- Also known as: Tir na n'Og
- Origin: Belgrade, Serbia
- Genres: Irish folk; Celtic rock; power pop;
- Years active: 2000 – 2011
- Labels: One Records, AMAdea Records
- Past members: Jovana Vujnović Jovan Dragumilo Ranko Radovanov Miroslav Kočić Damir Žigić

= Alfapop =

Serbian power pop band

Alfapop (Алфапоп, transliteration for: Alphapop) was a Serbian power pop band. The band was formed in Belgrade in 2000 under the name Tir na n'Og. Initially, the band performed Irish folk and Celtic rock and was a prominent act of the Serbian Celtic rock scene, releasing one Celtic rock-oriented album. In 2008, the band changed the name to Alfapop and turned towards power pop sound, releasing their second album in 2010 and disbanding soon after the album release.

==Band history==
===Tir na n'Og (2000-2008)===
The band was formed in 2000 by a group of Irish music enthusiasts and was named Tir na n'Og after Tír na nÓg, the land of eternal youth in Irish mythology. At first mostly playing Irish folk and songs by The Pogues and Young Dubliners, they gained audience's attention. Having changed a number of members the band got a stable lineup featuring Jovana Vujnović (vocals), Jovan Dragumilo (guitar and vocals), Miroslav Kočić (violin), Damir Žigić (drums) and Ranko Radovanov (bass guitar).

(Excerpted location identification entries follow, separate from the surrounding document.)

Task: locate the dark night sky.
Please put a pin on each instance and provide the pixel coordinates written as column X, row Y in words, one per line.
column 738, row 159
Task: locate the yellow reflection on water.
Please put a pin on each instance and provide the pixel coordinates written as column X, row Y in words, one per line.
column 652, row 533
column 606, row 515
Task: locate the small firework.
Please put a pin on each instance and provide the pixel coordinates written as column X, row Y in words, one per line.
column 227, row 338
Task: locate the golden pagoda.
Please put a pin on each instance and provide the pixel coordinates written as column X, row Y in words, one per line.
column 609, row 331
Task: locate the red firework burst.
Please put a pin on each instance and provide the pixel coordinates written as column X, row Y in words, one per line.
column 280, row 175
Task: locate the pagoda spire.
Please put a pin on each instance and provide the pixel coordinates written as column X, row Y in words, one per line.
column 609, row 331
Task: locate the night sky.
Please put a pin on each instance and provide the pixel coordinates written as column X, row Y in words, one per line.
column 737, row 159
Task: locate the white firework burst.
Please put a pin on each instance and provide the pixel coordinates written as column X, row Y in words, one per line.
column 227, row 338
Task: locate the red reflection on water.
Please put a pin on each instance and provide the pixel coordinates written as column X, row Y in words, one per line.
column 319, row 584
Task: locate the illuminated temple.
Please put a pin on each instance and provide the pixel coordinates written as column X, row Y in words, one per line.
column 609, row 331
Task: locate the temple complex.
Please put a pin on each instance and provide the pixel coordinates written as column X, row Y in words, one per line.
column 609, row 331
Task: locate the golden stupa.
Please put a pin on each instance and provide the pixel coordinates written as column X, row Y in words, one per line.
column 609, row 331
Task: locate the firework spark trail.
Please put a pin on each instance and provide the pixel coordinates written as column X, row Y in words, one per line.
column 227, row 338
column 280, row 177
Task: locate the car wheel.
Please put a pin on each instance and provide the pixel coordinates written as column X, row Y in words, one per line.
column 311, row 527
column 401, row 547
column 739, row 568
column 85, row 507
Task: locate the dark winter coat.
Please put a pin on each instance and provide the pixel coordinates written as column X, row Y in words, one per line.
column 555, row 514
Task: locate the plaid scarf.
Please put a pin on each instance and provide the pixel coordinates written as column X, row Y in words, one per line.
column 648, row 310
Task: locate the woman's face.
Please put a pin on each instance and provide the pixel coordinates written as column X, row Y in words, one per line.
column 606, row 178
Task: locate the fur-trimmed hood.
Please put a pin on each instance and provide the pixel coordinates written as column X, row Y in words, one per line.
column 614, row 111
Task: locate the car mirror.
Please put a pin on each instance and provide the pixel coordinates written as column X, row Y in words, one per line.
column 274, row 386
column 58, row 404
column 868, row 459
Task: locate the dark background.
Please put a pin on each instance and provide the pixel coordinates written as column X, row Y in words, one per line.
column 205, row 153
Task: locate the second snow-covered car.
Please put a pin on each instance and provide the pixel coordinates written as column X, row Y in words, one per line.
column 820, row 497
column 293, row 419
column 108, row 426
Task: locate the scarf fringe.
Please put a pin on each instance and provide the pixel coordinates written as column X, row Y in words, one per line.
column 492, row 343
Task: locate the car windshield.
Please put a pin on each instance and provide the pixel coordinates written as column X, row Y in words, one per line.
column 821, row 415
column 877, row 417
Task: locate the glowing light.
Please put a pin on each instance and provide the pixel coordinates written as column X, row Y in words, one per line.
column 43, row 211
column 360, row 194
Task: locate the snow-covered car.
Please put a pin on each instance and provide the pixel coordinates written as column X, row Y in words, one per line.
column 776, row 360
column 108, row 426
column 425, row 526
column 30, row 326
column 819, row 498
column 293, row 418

The band started recording their debut self-titled album in the autumn of 2005. The album was released in 2006 through One Records. The album featured songs both in English and Serbian language, with elements of punk rock and both Irish and Serbian folk music. Three promotional videos were recorded, for the tracks "Brodovi", "Danny Boy" and "River".

===Alfapop (2008-2011)===
In 2008, the band, now consisting of Vujnović, Dragumilo and Radovanov only, changed the name to Alfapop and turned towards power pop, continuing, however, to perform songs they recorded as Tir na n'Og. In 2008, the band took part in the action entitled "Zdrav život - moj stil" ("Healthy Life - My Style") initiated by the Serbian Ministry of Youth and Sports, performing with other bands across Serbia. In 2010, the band released the album Alfapop through Bulgarian record label AMAdea Records. The album featured nine songs in Serbian language, and the electronic music song "Fantasy", recorded by Vujnović, as the bonus track. Promotional videos were recorded for the songs "Sati" ("Hours") and "Hoću još" ("I Want More"). The song "Kao prvi put" ("Like the First Time") is a duet recorded with Lazar Drecun, vocalist of the band Charlie B.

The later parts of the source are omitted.